One of the highlights of my career as a book publicist was meeting and working with the writer Louise DeSalvo. Finally, after years of working with authors on the publicity campaigns for their books, I met an Italian-American female writer whose life experience I understood as a small reflection of my own. Plus she was a Virginia Woolf scholar! Her book was VERTIGO: A memoir, and it was Louise’s story about coming of age during the 1950s in Hoboken, New Jersey.  Louise was rebellious, and desperate to form an identity based on her own desires, moving beyond the limits of her family’s working-class life. Exactly how I felt two decades later growing up in the working-class town of Inwood on Long Island. We had, somehow, both managed to escape the script written by parental and social expectations. Here was my role model, someone to look up to and emulate.

By the time I met Louise I had worked long enough to know that authors I had dreamed of working with sometimes disappointed me, so I reminded myself to keep the relationship professional and do the best job possible on the publicity campaign for VERTIGO.  I needn’t have worried; Louise was the real deal. Not only a brilliant writer and an amazing professor, she was one of the most generous people I have ever met. Even now, many years later, I remember our in-depth conversation about a balsamic vinegar she raved about during one of our lunches. Several weeks later it arrived at my door. Another gift arrived (I don’t remember the occasion) shortly after: a necklace based on an etruscan design which I still to this day wear.  Even after her book’s publication and the great reviews that followed it, Louise and I kept in touch. When my son was born she wrote a lovely letter filled with prescriptive advice about breastfeeding that actually helped. That was just her way: she was wise and wanted to share her experiences with anyone she thought she could help.

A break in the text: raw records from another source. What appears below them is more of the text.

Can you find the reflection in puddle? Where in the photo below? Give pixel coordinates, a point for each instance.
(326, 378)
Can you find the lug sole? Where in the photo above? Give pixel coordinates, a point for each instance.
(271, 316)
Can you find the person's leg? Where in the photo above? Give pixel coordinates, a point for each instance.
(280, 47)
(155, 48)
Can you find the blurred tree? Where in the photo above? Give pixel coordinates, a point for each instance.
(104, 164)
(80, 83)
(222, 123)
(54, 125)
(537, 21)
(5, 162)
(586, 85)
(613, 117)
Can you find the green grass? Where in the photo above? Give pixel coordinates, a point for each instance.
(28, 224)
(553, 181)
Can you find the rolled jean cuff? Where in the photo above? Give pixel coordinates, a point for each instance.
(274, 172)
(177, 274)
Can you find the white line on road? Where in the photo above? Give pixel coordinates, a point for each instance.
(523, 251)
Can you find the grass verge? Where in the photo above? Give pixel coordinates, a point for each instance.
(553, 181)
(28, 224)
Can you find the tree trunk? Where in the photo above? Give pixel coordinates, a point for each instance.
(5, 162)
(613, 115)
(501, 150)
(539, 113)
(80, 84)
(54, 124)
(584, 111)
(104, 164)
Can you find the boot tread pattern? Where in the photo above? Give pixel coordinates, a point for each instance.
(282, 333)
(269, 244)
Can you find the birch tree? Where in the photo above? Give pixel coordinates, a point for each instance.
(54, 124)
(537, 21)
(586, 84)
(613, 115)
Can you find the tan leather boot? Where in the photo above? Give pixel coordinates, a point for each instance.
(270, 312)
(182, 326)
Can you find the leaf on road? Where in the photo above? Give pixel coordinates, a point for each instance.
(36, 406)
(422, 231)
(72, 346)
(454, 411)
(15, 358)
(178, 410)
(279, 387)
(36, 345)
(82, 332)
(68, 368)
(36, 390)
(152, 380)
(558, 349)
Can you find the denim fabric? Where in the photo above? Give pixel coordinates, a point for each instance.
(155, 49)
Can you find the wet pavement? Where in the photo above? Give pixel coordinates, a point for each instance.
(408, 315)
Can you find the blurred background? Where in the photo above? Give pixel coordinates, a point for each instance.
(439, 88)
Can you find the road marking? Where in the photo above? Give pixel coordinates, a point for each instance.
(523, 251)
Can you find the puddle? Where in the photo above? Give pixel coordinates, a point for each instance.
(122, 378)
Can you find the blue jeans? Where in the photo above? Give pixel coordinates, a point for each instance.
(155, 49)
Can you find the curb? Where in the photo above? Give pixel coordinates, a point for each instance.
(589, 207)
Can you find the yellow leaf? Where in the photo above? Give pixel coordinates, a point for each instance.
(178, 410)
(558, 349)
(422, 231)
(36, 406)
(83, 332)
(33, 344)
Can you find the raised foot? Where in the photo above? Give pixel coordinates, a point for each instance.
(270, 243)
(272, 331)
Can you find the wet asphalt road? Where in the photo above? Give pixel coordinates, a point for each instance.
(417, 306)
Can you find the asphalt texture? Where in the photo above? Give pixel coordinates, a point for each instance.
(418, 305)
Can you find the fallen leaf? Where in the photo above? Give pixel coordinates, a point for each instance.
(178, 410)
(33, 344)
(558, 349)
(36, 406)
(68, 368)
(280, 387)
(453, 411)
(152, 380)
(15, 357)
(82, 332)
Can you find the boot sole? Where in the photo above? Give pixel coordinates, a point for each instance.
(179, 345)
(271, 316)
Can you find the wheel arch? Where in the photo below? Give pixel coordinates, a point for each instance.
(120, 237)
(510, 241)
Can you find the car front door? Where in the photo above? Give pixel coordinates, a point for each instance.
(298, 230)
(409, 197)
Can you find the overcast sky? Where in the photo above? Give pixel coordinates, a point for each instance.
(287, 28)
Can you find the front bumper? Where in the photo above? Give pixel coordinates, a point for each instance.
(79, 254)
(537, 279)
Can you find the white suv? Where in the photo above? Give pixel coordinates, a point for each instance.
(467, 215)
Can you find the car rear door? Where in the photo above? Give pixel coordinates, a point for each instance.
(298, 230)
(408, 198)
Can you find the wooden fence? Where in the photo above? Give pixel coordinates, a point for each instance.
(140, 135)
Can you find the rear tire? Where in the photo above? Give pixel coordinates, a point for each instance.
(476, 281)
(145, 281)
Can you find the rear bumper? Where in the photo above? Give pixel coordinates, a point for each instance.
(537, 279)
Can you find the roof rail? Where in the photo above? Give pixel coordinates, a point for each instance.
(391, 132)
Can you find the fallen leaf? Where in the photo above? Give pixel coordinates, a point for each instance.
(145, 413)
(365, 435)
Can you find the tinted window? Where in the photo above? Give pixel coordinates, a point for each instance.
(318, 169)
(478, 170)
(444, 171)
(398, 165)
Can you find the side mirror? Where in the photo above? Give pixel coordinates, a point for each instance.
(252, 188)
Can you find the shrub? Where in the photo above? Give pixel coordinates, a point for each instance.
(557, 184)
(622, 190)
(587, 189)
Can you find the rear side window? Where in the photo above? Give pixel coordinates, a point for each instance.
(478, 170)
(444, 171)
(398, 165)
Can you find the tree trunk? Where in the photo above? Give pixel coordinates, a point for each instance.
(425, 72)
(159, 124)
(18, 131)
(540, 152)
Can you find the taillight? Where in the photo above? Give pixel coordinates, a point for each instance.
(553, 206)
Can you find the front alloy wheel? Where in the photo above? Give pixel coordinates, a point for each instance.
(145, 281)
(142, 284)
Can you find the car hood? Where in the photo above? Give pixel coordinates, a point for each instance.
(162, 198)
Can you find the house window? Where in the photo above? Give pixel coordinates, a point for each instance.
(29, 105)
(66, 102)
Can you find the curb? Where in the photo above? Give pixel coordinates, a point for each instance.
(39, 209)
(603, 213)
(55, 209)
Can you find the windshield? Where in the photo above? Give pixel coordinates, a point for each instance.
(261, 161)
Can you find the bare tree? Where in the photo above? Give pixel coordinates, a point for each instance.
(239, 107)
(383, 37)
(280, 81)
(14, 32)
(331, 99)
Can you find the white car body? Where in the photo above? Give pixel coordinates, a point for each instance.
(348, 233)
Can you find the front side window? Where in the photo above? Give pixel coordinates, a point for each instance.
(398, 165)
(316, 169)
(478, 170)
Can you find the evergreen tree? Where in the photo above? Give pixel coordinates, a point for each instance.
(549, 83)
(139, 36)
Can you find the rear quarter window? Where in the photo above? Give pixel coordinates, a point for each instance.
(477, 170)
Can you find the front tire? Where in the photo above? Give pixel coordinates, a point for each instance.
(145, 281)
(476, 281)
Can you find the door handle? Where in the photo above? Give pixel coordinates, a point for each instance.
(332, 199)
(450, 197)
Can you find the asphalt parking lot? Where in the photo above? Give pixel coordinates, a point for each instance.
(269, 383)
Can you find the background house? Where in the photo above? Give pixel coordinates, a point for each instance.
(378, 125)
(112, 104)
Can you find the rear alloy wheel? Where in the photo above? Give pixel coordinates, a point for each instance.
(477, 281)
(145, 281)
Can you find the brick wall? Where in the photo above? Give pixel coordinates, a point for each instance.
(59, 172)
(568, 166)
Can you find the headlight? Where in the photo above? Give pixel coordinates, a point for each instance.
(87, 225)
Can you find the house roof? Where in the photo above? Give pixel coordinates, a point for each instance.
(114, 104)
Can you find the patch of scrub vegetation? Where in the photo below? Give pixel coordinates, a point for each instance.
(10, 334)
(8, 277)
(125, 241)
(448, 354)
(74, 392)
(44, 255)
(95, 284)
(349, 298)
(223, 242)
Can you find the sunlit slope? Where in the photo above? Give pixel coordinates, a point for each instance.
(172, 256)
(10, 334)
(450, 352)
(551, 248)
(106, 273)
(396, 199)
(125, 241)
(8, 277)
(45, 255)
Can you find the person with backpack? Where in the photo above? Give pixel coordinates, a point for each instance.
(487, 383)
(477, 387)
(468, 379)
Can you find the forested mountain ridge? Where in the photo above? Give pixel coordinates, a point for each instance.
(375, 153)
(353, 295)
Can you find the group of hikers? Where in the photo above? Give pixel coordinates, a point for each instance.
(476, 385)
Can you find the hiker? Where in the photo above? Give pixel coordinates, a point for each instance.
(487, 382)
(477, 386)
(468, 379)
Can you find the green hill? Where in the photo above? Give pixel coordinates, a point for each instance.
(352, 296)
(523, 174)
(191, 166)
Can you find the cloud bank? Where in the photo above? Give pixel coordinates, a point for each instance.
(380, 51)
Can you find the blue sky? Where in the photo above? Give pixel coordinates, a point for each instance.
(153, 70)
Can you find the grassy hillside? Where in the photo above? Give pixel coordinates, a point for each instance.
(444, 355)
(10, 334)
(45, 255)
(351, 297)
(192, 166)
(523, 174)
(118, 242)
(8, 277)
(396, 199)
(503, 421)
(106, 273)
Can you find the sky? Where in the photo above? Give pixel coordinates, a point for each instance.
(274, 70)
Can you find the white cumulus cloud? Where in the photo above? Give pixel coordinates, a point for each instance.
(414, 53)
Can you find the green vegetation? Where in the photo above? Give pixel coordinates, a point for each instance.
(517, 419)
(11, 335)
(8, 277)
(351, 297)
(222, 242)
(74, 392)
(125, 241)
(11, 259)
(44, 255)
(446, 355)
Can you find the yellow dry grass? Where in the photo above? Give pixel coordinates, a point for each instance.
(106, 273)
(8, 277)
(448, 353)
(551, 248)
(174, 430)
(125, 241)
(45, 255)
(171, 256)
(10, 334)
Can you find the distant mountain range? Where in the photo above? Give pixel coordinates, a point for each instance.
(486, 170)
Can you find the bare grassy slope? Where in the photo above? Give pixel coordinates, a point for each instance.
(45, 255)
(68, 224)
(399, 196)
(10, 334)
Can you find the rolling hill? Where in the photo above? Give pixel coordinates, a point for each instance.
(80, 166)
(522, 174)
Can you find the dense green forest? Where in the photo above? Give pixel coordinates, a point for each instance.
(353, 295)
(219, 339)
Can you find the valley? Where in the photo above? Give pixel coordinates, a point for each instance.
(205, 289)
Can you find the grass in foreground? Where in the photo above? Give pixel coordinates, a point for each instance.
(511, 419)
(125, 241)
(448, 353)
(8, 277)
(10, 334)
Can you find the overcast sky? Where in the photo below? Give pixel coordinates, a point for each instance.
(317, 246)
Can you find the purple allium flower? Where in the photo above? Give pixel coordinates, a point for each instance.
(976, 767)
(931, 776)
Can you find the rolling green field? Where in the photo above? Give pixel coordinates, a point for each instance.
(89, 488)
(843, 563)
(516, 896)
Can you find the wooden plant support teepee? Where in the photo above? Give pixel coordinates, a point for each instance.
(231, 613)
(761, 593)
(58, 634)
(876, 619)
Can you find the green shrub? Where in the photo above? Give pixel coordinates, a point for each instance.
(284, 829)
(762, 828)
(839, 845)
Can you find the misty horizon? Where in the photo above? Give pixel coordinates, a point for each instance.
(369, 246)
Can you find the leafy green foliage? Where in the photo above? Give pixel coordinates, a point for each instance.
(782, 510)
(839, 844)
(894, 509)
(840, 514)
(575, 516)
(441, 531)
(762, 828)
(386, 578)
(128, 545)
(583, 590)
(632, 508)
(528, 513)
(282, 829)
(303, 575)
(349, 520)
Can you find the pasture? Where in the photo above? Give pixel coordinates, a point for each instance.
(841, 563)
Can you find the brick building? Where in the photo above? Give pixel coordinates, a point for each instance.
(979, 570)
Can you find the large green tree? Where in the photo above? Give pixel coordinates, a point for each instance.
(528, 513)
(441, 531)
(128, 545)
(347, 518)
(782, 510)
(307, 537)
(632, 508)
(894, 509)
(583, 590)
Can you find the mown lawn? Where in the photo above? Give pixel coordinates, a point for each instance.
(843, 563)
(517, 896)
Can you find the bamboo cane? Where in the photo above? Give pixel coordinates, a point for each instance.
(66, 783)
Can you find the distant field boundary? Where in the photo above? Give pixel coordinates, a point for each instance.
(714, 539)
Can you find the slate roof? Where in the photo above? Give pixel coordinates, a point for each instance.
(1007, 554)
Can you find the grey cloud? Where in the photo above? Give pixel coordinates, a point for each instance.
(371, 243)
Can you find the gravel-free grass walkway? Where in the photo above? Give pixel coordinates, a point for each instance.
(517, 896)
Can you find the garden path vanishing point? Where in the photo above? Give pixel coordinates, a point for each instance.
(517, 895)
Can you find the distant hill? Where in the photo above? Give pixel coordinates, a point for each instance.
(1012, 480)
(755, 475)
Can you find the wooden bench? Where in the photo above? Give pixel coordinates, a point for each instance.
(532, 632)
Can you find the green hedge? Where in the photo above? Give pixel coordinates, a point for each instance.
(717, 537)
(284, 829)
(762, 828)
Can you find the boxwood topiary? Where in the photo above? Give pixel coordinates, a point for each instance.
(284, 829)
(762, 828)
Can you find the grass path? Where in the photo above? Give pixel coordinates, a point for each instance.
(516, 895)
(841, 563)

Louise DeSalvo was a literary powerhouse in the Italian American literary community who will be remembered not only for her groundbreaking work on Virginia Woolf but as one of the first to give the genre of memoir legitimacy as an academic subject. She truly believed that writing could and did change lives, and once we read her work, we did too.

 

Bio:

Jennifer Romanello is a Professor in the MS Program in Publishing at Pace University. She was formerly VP, Director of Publicity at Simon & Schuster Children’s Publishing and Grand Central Publishing.